Smith doesn’t mind being asked about his arm, but he refuses to be labeled as handicapped or disabled.
“I don’t think it shakes Carter,” said Taylor Cox, a 2011 Arlington High School graduate from Bartlett who is Smith’s teammate and roommate.
“He does not let it get to him. He is not scared of it. He is not self-conscious of it. He lives with it. He deals with it and handles it very well for a guy who was put in that position. Some people might try to blame God, but that has made his relationship stronger.”
Smith and his parents, Larry and Julie Smith, are members of Central Presbyterian Church in Clayton, Mo. He attended Young Life in high school.

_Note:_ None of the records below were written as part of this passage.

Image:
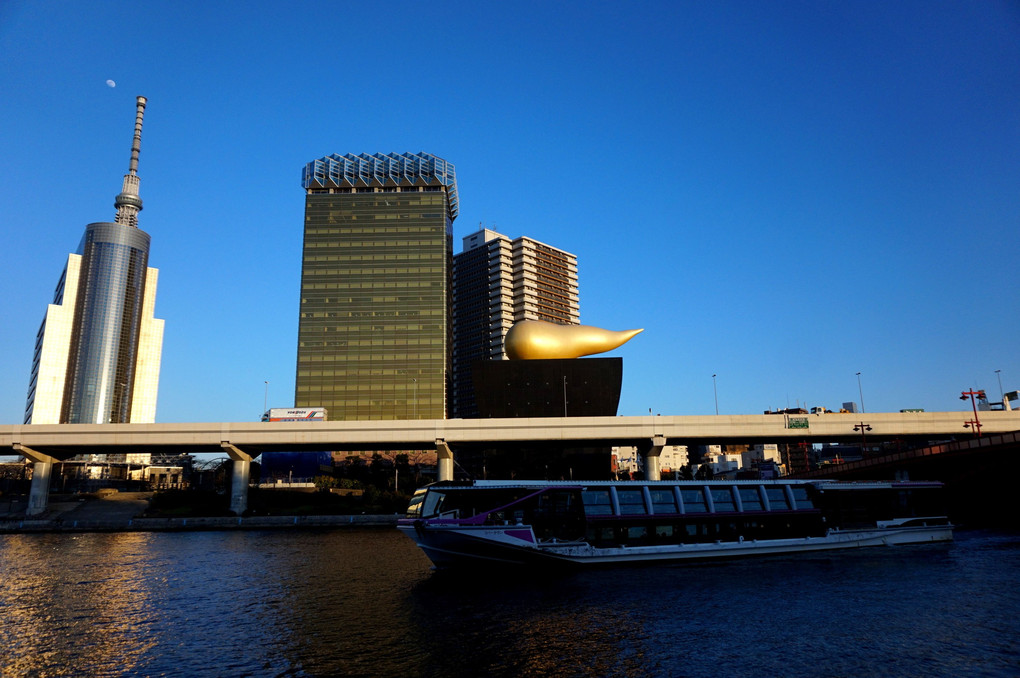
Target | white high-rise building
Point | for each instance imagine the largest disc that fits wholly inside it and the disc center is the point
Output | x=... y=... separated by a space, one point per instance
x=98 y=350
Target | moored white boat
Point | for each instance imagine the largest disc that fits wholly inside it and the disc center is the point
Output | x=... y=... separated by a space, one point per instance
x=617 y=522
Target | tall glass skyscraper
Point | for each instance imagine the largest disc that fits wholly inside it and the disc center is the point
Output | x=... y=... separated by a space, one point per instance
x=374 y=332
x=98 y=350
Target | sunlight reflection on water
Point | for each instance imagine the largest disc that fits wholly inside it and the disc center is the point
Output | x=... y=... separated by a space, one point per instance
x=367 y=603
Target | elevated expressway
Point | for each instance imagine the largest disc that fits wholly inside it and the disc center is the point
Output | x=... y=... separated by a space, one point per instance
x=47 y=444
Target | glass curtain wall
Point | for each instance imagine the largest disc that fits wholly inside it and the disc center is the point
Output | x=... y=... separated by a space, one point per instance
x=374 y=333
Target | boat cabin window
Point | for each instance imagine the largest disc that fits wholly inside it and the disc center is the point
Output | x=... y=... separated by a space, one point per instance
x=414 y=507
x=750 y=499
x=663 y=501
x=631 y=501
x=777 y=499
x=597 y=502
x=802 y=499
x=722 y=500
x=694 y=501
x=431 y=503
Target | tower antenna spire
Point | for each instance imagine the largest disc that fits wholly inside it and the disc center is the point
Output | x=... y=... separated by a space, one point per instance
x=128 y=202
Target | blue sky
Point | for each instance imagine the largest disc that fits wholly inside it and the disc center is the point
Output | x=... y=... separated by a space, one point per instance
x=781 y=194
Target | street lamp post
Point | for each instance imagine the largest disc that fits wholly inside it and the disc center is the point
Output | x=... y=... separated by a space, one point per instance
x=973 y=423
x=564 y=395
x=715 y=392
x=862 y=427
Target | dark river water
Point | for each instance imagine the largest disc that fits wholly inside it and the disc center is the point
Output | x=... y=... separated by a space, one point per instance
x=367 y=603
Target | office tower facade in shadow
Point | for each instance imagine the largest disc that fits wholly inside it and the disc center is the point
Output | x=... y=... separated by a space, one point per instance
x=97 y=353
x=498 y=281
x=374 y=332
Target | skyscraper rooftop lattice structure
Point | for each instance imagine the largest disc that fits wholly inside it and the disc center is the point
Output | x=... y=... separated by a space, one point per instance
x=381 y=170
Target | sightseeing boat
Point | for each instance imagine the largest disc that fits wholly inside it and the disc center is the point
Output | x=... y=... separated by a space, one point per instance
x=616 y=522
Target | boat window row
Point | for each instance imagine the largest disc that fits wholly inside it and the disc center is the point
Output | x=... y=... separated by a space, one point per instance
x=704 y=529
x=649 y=500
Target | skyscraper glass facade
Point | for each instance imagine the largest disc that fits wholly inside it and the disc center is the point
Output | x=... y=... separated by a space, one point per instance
x=374 y=331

On his baseball cap, he’s written his favorite Bible verse: 1 Corinthians 10:31: “So whatever you eat or drink or whatever you do, do it all for the glory of God.”
“That is something I try to think about before I do a lot of things,” said Smith, who prays and reads the Bible daily. “Spiritually, I want to keep growing, keep learning, keep walking in my faith. Hopefully, by my actions, I let Christ shine through me. By my words, too, and the things I do or won’t do. I think Christ expects me to lead people to him by example.”
Smith and Cox are preparing to join UTM’s Fellowship of Christian Athletes leadership team. They attended an FCA retreat in January. “It changed us all,” said Cox, who was baptized in February at New Home Baptist Church in Martin. Smith also attends the church.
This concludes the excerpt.